Southeast Alaska researchers get rare opportunity to study a sperm whale

Johanna Vollenweider/NOAA A team of marine mammal experts perform a necropsy on a male sperm whale.
A team of marine mammal experts perform a necropsy on a male sperm whale. (Photo courtesy Johanna Vollenweider/NOAA)

An endangered sperm whale carcass was spotted on the beach recently near Juneau. It’s a rare sighting along the Inside Passage waters. Sperm whales typically feed in the open ocean.

Kate Savage, with the National Oceanic and Atmospheric Administration, was the lead veterinarian on the job. Normally, she’s decked out in teal scrubs teaching students how to do necropsies on much smaller marine mammals, like frozen sea lions.

But last week, she got to help lead a team to work on a 48-foot-long sperm whale.

“People were just, like, really into learning as much as we could and excited to be working on a species no one had worked on before,” Savage said.

Only two dead sperm whales have washed up on Alaska shores to study since the 1990s: one in Homer and another near Kenai Fjords National Park. So the opportunity to examine the whale was particularly exciting for local scientists.

Living sperm whales have been spotted in the Inside Passage before. But sightings are infrequent. Savage said marine biologists have theorized this young male may have been following a group and feeding on squid, based on the contents of its stomach.

A team of marine mammal experts perform a necropsy on a male sperm whale.
A team of marine mammal experts perform a necropsy on a male sperm whale. (Photo courtesy Johanna Vollenweider/NOAA)

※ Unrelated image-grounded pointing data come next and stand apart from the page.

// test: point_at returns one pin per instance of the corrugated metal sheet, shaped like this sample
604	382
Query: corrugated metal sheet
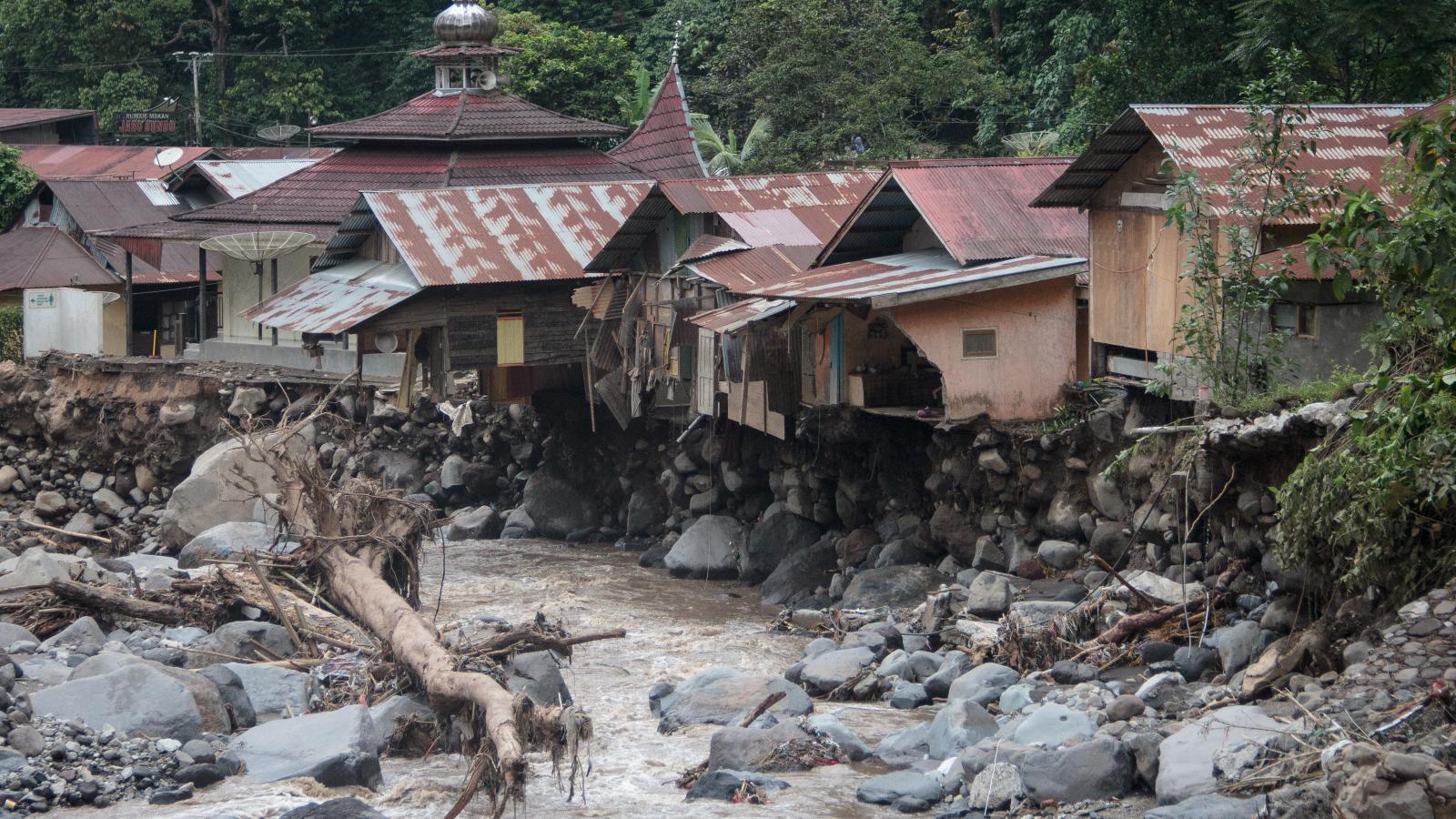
116	162
980	208
742	314
335	300
47	257
507	234
22	116
327	191
664	145
744	270
1353	147
238	178
466	116
905	273
819	201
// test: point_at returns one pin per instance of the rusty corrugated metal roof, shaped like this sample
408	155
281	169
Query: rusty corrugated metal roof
25	116
335	300
47	257
664	145
916	276
506	234
116	162
740	314
242	177
1351	147
466	116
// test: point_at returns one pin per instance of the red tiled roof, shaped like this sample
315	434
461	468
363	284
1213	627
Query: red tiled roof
22	116
664	145
466	116
327	191
47	257
118	162
1353	149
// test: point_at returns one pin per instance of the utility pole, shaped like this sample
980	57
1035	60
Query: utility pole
197	62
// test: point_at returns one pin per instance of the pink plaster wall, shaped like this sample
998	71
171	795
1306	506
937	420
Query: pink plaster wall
1036	347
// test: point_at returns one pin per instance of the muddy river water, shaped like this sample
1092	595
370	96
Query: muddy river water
674	630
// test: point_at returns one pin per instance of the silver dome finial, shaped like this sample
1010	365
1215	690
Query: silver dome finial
466	22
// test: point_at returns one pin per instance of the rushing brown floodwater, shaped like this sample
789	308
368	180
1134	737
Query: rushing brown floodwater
674	630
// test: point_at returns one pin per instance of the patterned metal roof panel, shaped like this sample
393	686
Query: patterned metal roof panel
1353	147
664	145
504	234
903	273
466	116
335	300
742	314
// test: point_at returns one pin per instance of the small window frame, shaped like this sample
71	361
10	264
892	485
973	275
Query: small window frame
985	331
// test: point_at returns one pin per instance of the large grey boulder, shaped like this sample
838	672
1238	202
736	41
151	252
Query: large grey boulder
774	540
890	586
800	574
960	724
215	493
1186	758
710	548
337	748
232	541
983	683
273	691
557	506
538	675
743	748
237	640
829	671
1053	724
1097	768
890	787
138	698
480	523
720	694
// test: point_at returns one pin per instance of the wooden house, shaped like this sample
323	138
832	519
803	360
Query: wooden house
1138	258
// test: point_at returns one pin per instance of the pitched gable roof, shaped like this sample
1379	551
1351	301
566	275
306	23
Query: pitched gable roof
977	208
662	145
47	257
1351	140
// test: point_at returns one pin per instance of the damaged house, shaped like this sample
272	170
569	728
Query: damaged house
1123	179
943	296
664	268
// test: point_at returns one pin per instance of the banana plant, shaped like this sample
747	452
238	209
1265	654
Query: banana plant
725	157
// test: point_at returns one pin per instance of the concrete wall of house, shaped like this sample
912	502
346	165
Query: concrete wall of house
1036	347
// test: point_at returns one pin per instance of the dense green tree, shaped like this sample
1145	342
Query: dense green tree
16	186
1361	51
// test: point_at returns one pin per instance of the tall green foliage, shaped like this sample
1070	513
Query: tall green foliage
1375	506
16	186
1225	336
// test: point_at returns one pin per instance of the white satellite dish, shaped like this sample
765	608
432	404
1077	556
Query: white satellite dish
386	341
167	157
278	133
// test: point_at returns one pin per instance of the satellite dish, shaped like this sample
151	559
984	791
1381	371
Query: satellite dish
258	247
278	133
167	157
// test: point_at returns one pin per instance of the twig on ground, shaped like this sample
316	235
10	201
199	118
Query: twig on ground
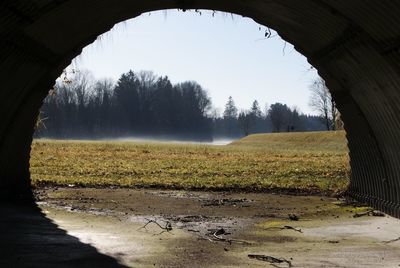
216	236
286	227
270	259
391	241
374	213
167	228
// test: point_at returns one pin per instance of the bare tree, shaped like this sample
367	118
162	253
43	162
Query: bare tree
245	120
321	101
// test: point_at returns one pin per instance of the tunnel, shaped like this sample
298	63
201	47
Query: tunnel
354	45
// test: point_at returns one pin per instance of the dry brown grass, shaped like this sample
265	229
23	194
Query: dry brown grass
290	162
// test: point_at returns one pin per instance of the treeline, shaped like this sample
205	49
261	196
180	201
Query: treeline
277	117
142	104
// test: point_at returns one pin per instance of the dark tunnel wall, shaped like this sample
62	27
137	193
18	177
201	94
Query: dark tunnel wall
355	45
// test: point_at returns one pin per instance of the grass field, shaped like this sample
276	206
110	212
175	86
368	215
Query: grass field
290	162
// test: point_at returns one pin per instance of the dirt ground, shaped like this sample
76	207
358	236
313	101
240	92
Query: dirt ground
160	228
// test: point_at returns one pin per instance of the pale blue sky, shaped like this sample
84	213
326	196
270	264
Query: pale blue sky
228	57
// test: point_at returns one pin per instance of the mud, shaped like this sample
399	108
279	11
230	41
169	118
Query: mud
113	220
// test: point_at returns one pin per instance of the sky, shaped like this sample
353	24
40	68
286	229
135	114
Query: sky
227	55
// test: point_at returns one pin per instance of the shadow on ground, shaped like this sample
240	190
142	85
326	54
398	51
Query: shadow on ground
29	239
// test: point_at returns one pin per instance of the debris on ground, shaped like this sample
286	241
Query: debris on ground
286	227
226	202
391	241
293	217
374	213
270	259
167	228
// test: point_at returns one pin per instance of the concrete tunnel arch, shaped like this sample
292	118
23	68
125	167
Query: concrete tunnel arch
354	45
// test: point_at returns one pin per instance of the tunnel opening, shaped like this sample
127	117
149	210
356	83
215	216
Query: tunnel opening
83	108
357	58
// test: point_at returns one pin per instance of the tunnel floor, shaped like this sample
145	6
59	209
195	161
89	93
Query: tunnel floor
125	227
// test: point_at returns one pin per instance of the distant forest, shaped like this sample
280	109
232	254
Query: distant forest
145	105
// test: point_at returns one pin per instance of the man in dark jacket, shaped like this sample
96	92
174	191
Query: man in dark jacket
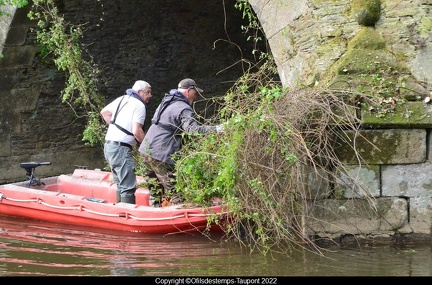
172	117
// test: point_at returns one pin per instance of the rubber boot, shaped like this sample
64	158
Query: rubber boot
118	197
128	199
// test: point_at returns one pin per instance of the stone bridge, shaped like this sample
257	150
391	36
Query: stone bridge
164	41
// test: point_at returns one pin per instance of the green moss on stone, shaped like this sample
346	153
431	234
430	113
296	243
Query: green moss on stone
366	12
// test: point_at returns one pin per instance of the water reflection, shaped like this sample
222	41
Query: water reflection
38	248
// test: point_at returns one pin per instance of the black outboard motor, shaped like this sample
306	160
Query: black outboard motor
30	171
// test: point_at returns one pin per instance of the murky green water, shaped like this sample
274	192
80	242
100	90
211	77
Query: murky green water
29	248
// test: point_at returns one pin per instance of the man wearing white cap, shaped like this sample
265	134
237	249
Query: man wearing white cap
125	116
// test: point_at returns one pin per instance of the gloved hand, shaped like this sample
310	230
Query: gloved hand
220	128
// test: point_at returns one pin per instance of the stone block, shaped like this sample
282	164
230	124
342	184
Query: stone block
358	181
421	214
333	218
318	184
411	180
408	115
393	146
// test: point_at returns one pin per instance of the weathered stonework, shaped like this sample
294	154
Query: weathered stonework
314	43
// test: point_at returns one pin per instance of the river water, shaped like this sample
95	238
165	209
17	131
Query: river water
31	248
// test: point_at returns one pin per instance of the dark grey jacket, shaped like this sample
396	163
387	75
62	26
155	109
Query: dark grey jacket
172	117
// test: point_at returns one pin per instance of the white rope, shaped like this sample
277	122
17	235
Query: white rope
121	215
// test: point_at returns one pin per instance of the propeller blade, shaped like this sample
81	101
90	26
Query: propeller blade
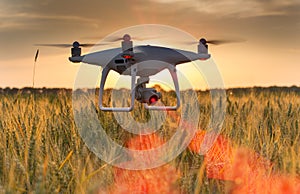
71	45
219	42
55	45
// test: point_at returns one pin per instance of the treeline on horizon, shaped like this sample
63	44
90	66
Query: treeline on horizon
237	90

A plane reported it dead last week north of Berners Bay in Lynn Canal.

Upon arrival on the scene, Savage and a team went to work trying to determine the cause of death. Immediately, they noticed long slices around the dorsal fin — injuries consistent with a vessel strike.

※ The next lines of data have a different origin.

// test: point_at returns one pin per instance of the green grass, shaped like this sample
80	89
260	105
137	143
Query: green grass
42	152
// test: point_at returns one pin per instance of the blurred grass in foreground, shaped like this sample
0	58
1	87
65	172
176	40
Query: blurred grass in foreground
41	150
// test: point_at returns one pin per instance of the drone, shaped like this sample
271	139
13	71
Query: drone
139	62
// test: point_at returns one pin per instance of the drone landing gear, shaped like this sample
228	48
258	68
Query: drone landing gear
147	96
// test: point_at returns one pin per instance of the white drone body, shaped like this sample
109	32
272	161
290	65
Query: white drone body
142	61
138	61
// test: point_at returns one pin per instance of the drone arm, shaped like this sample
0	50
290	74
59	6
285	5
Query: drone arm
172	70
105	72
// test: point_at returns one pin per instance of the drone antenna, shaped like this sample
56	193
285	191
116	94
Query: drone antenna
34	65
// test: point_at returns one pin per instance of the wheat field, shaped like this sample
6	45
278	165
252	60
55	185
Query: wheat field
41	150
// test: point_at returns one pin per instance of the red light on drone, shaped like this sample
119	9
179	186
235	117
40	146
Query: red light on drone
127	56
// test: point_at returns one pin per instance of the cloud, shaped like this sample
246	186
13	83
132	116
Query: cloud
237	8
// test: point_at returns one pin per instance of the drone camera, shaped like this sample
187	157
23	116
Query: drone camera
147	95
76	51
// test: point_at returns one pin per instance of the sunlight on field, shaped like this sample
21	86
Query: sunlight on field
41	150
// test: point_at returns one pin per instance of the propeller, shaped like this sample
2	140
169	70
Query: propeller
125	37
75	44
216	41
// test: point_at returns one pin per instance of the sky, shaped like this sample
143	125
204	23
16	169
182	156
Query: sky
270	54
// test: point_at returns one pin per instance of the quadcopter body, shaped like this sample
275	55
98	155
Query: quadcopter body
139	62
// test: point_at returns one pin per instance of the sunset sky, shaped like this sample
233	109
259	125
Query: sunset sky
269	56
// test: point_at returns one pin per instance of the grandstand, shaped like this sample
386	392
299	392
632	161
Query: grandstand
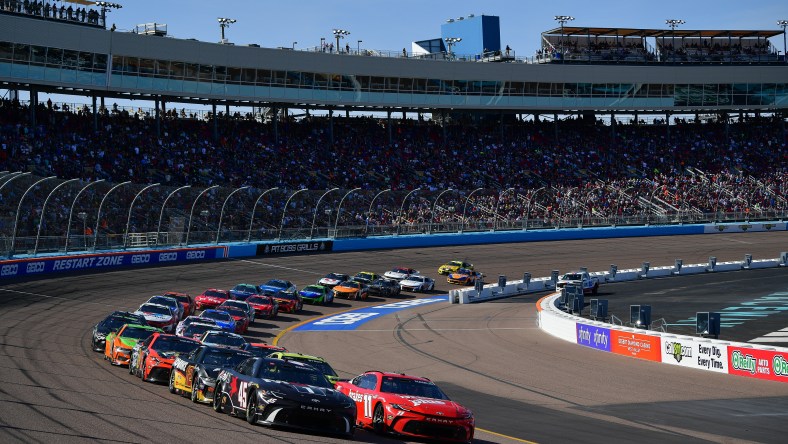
101	177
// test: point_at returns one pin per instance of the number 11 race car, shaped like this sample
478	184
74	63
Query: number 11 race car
407	406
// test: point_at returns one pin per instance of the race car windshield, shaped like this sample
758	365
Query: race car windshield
218	315
412	387
136	333
230	341
155	309
295	375
222	358
166	344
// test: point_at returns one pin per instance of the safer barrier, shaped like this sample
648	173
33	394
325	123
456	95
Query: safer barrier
740	359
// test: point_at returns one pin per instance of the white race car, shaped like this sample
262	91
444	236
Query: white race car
417	283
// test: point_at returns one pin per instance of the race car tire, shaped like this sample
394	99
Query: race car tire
193	394
378	420
251	408
171	385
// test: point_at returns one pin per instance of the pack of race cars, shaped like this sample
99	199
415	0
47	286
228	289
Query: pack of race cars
206	358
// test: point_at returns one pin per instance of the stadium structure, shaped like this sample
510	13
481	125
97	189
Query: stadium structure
579	70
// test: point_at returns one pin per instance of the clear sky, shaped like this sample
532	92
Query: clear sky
394	24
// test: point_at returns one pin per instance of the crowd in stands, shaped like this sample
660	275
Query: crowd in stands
51	11
529	170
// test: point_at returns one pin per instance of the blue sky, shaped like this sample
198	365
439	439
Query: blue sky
393	25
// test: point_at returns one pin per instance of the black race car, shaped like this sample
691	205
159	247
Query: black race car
284	393
111	323
195	374
384	287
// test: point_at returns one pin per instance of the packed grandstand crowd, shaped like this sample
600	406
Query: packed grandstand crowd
572	169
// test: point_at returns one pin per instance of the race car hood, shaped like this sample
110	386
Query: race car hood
430	406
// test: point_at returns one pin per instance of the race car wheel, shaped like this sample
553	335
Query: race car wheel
378	422
251	409
193	396
171	386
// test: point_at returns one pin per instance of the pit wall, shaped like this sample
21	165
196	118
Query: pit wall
734	358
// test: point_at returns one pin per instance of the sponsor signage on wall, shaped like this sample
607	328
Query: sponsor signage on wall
636	345
594	337
693	353
761	364
30	267
294	248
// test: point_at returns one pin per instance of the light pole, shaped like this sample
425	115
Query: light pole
673	23
562	19
451	41
784	24
105	7
340	34
225	22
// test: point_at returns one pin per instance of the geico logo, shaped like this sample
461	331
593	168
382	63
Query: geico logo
195	255
167	257
140	259
35	267
9	270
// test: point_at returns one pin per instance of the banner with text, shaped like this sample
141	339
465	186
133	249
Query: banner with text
761	364
636	345
30	267
693	353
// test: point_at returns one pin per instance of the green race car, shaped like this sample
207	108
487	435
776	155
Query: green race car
319	363
317	294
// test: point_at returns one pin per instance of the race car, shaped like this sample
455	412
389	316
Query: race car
240	317
351	290
365	277
279	285
190	320
464	276
400	273
159	316
186	301
452	266
261	349
152	359
211	298
195	373
417	283
384	287
315	361
332	279
242	305
119	344
289	302
221	338
264	306
195	330
222	318
112	323
167	301
590	284
243	292
316	294
274	392
408	406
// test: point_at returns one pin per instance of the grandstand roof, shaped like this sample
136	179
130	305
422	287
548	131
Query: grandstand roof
632	32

Savage said it looked like significant trauma.

“Just jumbled vertebrae and lots of fractures,” Savage said. “Big fractures and small fractures. I could see some of the spinal cord.”

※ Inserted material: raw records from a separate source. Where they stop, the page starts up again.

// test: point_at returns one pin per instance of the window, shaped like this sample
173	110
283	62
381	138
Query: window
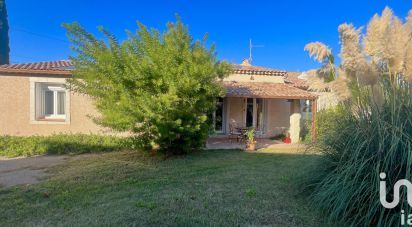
50	101
249	112
218	116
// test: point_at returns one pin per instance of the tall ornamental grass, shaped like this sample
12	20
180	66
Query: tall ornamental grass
372	134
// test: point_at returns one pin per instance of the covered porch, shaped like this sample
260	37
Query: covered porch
271	108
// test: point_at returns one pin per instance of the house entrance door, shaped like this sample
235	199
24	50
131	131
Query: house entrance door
255	113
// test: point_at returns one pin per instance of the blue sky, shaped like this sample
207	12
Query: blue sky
283	27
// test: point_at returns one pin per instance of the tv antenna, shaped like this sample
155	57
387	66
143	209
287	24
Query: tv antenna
251	46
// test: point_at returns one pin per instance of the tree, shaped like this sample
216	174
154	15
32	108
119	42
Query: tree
4	34
160	86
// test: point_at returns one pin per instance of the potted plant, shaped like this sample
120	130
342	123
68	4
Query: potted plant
250	139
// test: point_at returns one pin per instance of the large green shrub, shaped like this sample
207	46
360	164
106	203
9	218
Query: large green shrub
11	146
161	86
370	135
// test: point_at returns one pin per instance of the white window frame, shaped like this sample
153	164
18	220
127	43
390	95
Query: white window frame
56	84
55	89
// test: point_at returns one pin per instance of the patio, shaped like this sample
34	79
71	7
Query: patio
223	142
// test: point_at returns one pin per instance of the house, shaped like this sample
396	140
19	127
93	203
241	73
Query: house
34	101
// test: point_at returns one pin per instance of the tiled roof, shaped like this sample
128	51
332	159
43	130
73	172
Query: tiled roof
265	90
293	79
51	67
257	70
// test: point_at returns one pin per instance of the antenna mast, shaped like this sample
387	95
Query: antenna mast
251	46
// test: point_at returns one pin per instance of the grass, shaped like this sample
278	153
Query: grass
14	146
218	188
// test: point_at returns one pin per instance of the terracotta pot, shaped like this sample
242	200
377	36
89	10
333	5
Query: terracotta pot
251	146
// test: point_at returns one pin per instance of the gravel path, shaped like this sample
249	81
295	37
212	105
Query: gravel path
23	171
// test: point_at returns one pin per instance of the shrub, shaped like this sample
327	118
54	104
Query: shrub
361	140
11	146
159	85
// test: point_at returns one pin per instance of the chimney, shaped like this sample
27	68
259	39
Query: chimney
245	62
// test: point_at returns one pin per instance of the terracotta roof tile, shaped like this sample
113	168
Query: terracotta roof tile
265	90
257	70
62	67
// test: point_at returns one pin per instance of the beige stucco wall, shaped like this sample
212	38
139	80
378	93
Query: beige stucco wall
15	111
254	78
277	119
236	111
278	114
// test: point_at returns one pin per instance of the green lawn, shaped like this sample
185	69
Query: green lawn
220	188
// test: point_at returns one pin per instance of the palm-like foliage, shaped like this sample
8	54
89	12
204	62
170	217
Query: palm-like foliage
371	132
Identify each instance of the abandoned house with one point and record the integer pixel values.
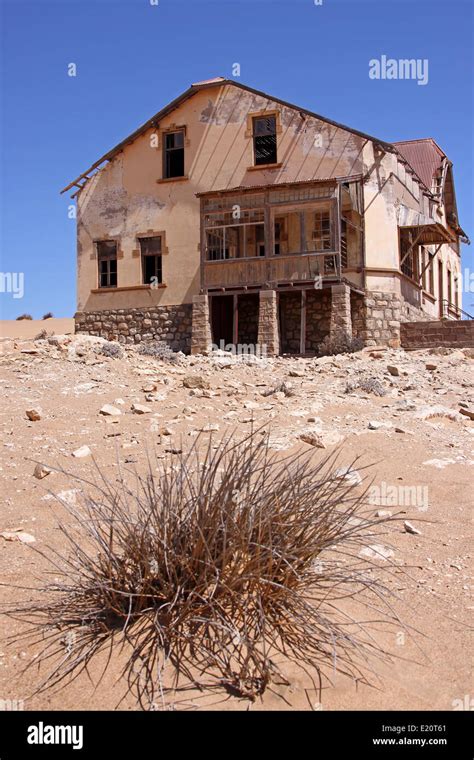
(234, 216)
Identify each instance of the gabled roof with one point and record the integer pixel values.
(424, 156)
(80, 181)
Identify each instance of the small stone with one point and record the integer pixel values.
(41, 471)
(409, 528)
(211, 427)
(110, 411)
(352, 476)
(140, 409)
(18, 535)
(83, 451)
(34, 414)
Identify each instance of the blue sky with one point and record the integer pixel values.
(132, 58)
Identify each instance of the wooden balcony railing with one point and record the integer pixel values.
(232, 273)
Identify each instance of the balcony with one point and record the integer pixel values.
(280, 235)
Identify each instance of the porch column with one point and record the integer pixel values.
(201, 329)
(268, 333)
(341, 321)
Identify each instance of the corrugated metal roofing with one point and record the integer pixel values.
(424, 156)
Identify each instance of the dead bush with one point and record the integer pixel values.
(220, 569)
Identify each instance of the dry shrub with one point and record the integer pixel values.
(224, 565)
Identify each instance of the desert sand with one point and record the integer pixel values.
(418, 434)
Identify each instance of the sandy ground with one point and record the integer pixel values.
(27, 329)
(419, 439)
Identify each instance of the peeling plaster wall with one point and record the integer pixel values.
(124, 200)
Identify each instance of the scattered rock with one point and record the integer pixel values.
(41, 471)
(375, 425)
(140, 409)
(18, 535)
(409, 528)
(110, 411)
(352, 476)
(209, 428)
(196, 381)
(377, 551)
(34, 414)
(83, 451)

There were other signs that indicated this whale probably wasn’t floating dead in the water before a vessel collided with it. Savage said a tissue sample will ultimately determine the whale’s time of death.

Last year, seven whales in Alaska were killed by vessel strikes.

But her team members weren’t the only ones to marvel at the strange sight. Someone took most of the whale’s lower jaw before researchers went back for their second examination.

NOAA Enforcement is asking whoever took the body part to return it. It’s illegal to possess any piece of an endangered marine mammal.